The consensus ranking analysis, dividing by the gender, the median value of SF-36_Physical (≤57.7), and SF-36_Mental (≤54.4), showed changes in ranking between groups but they were not significant (p > 0.05) (Table 3).

Discussion

This study showed that patients perceive weakness in lower limbs as the most important disturbance that impacts on their daily life [8] whereas weakness in upper limbs has the lowest impact in CMT1A patients. This is not surprising since weakness typically occurs, at the beginning, in distal lower limb muscles and subsequently spreads to the upper extremities [12]. Confirming this, weakness in upper limbs passed through the last position of rank in younger group to the third position in the elderly CMT1A group.

Instead, imbalance is complained as first disturbance in the elderly CMT1A group (>52 years), in patients with longer disease duration (>20 years), and in patients with a greater disability as assessed by CMTNS (>15). Balance disorder in patients with CMT1A appears to be related to the weakness of both anterior and posterior leg muscles rather than proprioception involvement [13, 14]. During the course of CMT1A lifetime, posterior muscles’ involvement adds to the anterior muscles’ weakness resulting in a greater disability (worsening of the sub item “strength legs” of CMTNS) and in an increased postural instability [15]. Intriguing, CMT1A patients perceive as balance disorders what the clinician considers as a motor involvement.
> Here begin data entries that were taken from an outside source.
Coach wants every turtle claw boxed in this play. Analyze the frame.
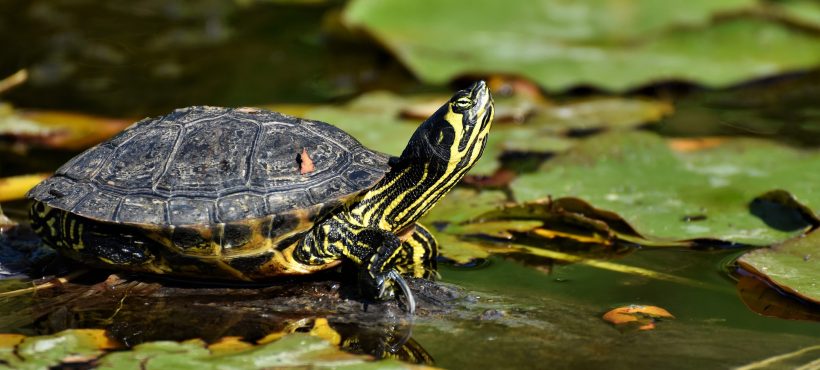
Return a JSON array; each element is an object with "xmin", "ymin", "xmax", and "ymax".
[
  {"xmin": 387, "ymin": 270, "xmax": 416, "ymax": 315},
  {"xmin": 360, "ymin": 270, "xmax": 416, "ymax": 315}
]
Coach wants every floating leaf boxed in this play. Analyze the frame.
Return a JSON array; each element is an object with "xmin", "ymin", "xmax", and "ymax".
[
  {"xmin": 737, "ymin": 231, "xmax": 820, "ymax": 304},
  {"xmin": 603, "ymin": 305, "xmax": 675, "ymax": 330},
  {"xmin": 98, "ymin": 333, "xmax": 426, "ymax": 370},
  {"xmin": 344, "ymin": 0, "xmax": 820, "ymax": 91},
  {"xmin": 0, "ymin": 207, "xmax": 17, "ymax": 232},
  {"xmin": 0, "ymin": 174, "xmax": 49, "ymax": 202},
  {"xmin": 420, "ymin": 188, "xmax": 507, "ymax": 264},
  {"xmin": 0, "ymin": 329, "xmax": 121, "ymax": 369},
  {"xmin": 511, "ymin": 132, "xmax": 820, "ymax": 245},
  {"xmin": 769, "ymin": 0, "xmax": 820, "ymax": 30},
  {"xmin": 0, "ymin": 105, "xmax": 132, "ymax": 150}
]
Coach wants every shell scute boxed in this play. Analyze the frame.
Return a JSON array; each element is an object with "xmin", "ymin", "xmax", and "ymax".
[
  {"xmin": 94, "ymin": 126, "xmax": 180, "ymax": 192},
  {"xmin": 216, "ymin": 193, "xmax": 265, "ymax": 222}
]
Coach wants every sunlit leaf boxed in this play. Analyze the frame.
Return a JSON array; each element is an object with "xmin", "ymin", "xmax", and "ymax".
[
  {"xmin": 768, "ymin": 0, "xmax": 820, "ymax": 30},
  {"xmin": 511, "ymin": 132, "xmax": 820, "ymax": 245},
  {"xmin": 345, "ymin": 0, "xmax": 820, "ymax": 91},
  {"xmin": 267, "ymin": 92, "xmax": 673, "ymax": 175},
  {"xmin": 0, "ymin": 329, "xmax": 121, "ymax": 369},
  {"xmin": 0, "ymin": 174, "xmax": 49, "ymax": 202},
  {"xmin": 737, "ymin": 274, "xmax": 820, "ymax": 321},
  {"xmin": 0, "ymin": 207, "xmax": 17, "ymax": 232},
  {"xmin": 737, "ymin": 231, "xmax": 820, "ymax": 304}
]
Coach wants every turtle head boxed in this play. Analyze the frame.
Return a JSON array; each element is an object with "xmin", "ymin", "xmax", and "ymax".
[{"xmin": 401, "ymin": 81, "xmax": 493, "ymax": 168}]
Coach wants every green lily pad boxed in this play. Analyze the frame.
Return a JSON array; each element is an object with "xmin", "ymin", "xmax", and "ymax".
[
  {"xmin": 292, "ymin": 91, "xmax": 673, "ymax": 175},
  {"xmin": 344, "ymin": 0, "xmax": 820, "ymax": 91},
  {"xmin": 771, "ymin": 0, "xmax": 820, "ymax": 30},
  {"xmin": 99, "ymin": 333, "xmax": 430, "ymax": 370},
  {"xmin": 511, "ymin": 132, "xmax": 820, "ymax": 245},
  {"xmin": 737, "ymin": 231, "xmax": 820, "ymax": 304},
  {"xmin": 0, "ymin": 329, "xmax": 430, "ymax": 370}
]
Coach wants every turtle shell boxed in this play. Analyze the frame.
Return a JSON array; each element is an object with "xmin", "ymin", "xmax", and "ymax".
[
  {"xmin": 28, "ymin": 107, "xmax": 389, "ymax": 279},
  {"xmin": 29, "ymin": 107, "xmax": 389, "ymax": 226}
]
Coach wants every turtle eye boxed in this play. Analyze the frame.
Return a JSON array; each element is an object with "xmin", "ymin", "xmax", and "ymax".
[{"xmin": 454, "ymin": 97, "xmax": 473, "ymax": 110}]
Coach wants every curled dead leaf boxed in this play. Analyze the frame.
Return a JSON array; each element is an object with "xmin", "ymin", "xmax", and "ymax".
[
  {"xmin": 603, "ymin": 305, "xmax": 675, "ymax": 330},
  {"xmin": 299, "ymin": 148, "xmax": 316, "ymax": 175}
]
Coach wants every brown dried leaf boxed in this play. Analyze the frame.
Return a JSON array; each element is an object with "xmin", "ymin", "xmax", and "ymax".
[{"xmin": 299, "ymin": 148, "xmax": 316, "ymax": 175}]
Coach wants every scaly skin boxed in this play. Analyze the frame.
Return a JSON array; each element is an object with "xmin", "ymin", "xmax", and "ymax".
[{"xmin": 294, "ymin": 82, "xmax": 493, "ymax": 299}]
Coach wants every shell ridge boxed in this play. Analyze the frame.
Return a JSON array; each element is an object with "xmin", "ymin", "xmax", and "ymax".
[
  {"xmin": 240, "ymin": 115, "xmax": 267, "ymax": 198},
  {"xmin": 151, "ymin": 124, "xmax": 188, "ymax": 193}
]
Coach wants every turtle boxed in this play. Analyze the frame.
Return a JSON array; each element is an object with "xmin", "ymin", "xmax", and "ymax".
[{"xmin": 27, "ymin": 81, "xmax": 493, "ymax": 310}]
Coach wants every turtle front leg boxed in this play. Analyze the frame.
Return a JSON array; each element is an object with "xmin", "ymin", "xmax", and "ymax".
[
  {"xmin": 294, "ymin": 220, "xmax": 437, "ymax": 300},
  {"xmin": 359, "ymin": 224, "xmax": 438, "ymax": 299}
]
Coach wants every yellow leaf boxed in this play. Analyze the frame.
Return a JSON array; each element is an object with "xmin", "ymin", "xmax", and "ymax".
[{"xmin": 0, "ymin": 173, "xmax": 49, "ymax": 202}]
Interestingly, skeletal deformities (e.g., pes cavus) impact on daily life especially in younger CMT1A patients. Indeed, pes cavus is the second disturbance reported by younger patients while it seems to be scarcely influencing daily life in the older patient group. This suggests that younger patients may pay a greater attention to esthetic that should not be overlooked by clinicians in managing CMT1A patients. Moreover, it would be also possible that young patients pay more attention to skeletal deformities because they want and need to walk and perform better than older patients. On the other hand, elderly patients neglect skeletal deformities since they consider most relevant other disturbances (e.g., balance).

Overall, sensory symptoms have less impact on daily life in CMT1A patients. Nevertheless, sensory symptoms are the second most important disturbance in the group with milder disability (CMTNS ≤ 15). Motor items are more representative of increased disability [16, 17] and therefore it is conceivable that, in CMT1A patients with higher CMTNS, sensory symptoms may be covered by motor disturbances.

Importantly, the disturbance categories were not related to the SF-36 findings suggesting that, regardless what disturbance is in first position, CMT1A patients perceive a low QoL. This data corroborated the “disability paradox” found in CMT population [6, 18] This paradox explains the discrepancy between the QoL and disability that do not correlate in CMT patients.

In conclusion, although these findings should be confirmed through a multicenter study, we demonstrated that the perception of disturbances that impact on daily life changes over the lifetime and with degree of disability. This is relevant for clinicians for a proper approach to CMT1A patients.